|
Minutes from class-June 4, 2002
Note: Topic for today’s class—German New Wave
Reimer began class with a brief introduction and description of West German Cinema of the 1950’s, which the New Wave directors criticized.
West German Cinema had an escapist quality to its films. They did not deal with social problems or issues that young Germans considered important. Films ran away from the past, ignoring WWII, the Holocaust, the Economic Miracle, etc. There were several main types of West German films: Heimat films, uncritical war films, and sex farces.
Heimat films romanticized the past, going back to the 19th century to find an ideal world to portray to it’s audience. These films skipped the periods 1914-1918 and 1933-1945.

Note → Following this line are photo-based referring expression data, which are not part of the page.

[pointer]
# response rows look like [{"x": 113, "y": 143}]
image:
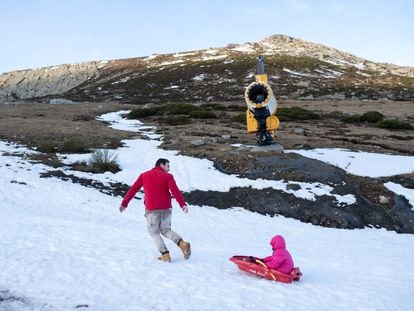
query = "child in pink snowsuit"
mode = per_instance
[{"x": 280, "y": 259}]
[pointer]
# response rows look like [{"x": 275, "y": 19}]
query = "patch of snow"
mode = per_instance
[
  {"x": 246, "y": 48},
  {"x": 199, "y": 77},
  {"x": 171, "y": 62},
  {"x": 151, "y": 57},
  {"x": 123, "y": 80},
  {"x": 184, "y": 54},
  {"x": 212, "y": 51},
  {"x": 363, "y": 74},
  {"x": 362, "y": 163},
  {"x": 406, "y": 192},
  {"x": 214, "y": 57},
  {"x": 296, "y": 73}
]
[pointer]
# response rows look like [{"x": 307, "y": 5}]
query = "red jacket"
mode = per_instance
[
  {"x": 158, "y": 187},
  {"x": 280, "y": 260}
]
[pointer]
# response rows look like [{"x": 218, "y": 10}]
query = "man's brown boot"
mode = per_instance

War films also idealized the military movements of the Germans. They portrayed the German military as idealistic, doing its patriotic duty. These films completely divorced the German military and people from the Nazi party and Hitler. They did not show the historical perspective on Germany’s role in WWII. In a sense the films helped the german viewer accept the idea of a German military, at a time when Germany was rearming.
New Wave directors, commonly called the Oberhausen group went back to the directors of the 1920’s for inspiration, looking to both their early films and their contemporary films coming from Hollywood.

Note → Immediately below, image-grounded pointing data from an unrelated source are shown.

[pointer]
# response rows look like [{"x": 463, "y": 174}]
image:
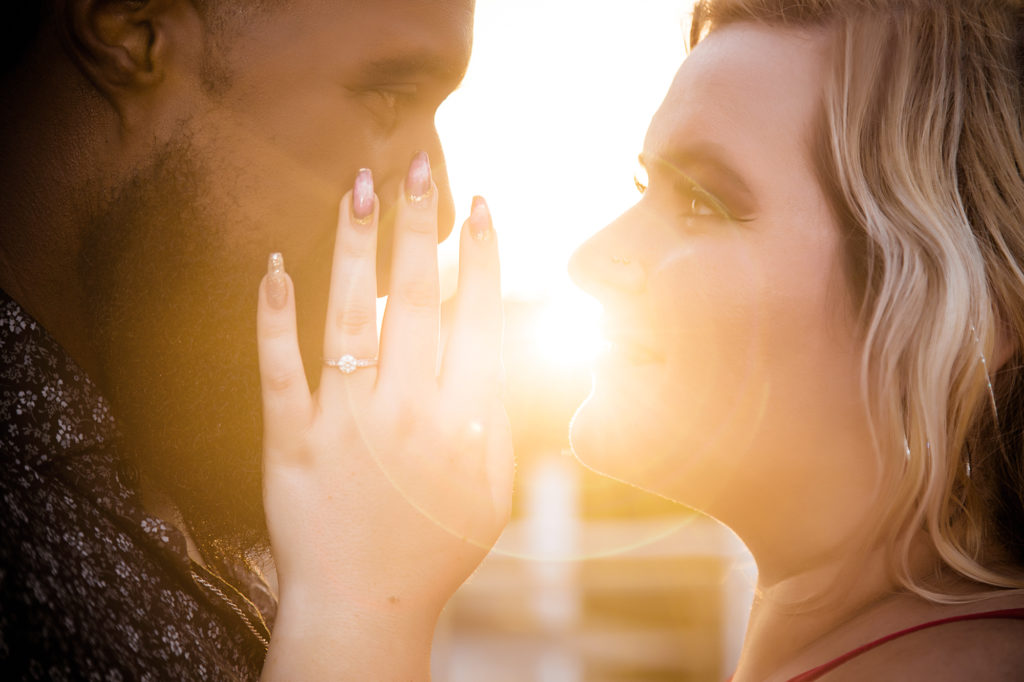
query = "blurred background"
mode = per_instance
[{"x": 593, "y": 580}]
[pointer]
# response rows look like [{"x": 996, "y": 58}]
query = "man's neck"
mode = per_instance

The most important names in the New Wave movement were R.W. Fassbinder, W. Herzog, and Völker Schlondorff. Fassbinder made more than forty films, many of which are still played today. The high period of the movement is considered to be the time that Fassbinder was making films, 1969-1982, and was considered to have died after Fassbinderäs death.
Film clips:
Film #1: Katzelmacher
Katzelmacher was Fassbinderäs first film. The title was referring to guest workers and their tendency to have a lot of children. The term Katzelmacher is a derogatory term.
The 3 main scenes of the opening appear unrelated; there is a man and a woman sitting at a table, a man and woman in bed, and a group of people in front of a wall, who later become people sitting at a table. The women in relationships with men appear very clingy, while the men are the opposite, not wanting the women near them, creating unhealthy relationships.
The people don’t connect to each other at all, even when speaking to each other.
The camera never moves, it stays in one place. All the movement comes from people entering or exiting the camera’s view. The director is trying to force people to recognize what film is and what its limitations are.
Fassbinder used this film to comment on society, and young people disconnection with themselves and each other.
At the same time as this movie, Andy Warhol and minimalism were making a big impact in New York.
Film #2: Stroszek
Herzog uses a schizophrenic man as the main character in this film to show how people, and in the clip we watched, animals, are conditioned to behave in a certain way, to believe certain things. In Stroszek’s case, he and his wife are conditioned by the American bankers, lenders, and creditors into believing that they can have the American dream, when they are really sinking deeper into debt.
Herzog uses the theme of going around in circles to make a statement about humankind and the circles we keep going around in.
Film #3: Woyzeck
This was a low budget film, with no money for special effects.
The clip we saw shows how Herzog makes us believe that Woyzeck is really killing his wife with no special effects to create the illusion. Herzog places the killing off camera, so that we see the knife plunging downward, and we know that he’s killing, but we don’t actually see the blade stabbing Woyzeck’s wife. He puts the camera into slow motion, but not the music, aestheticizing the scene, making something that is truly horrendous somehow seem beautiful.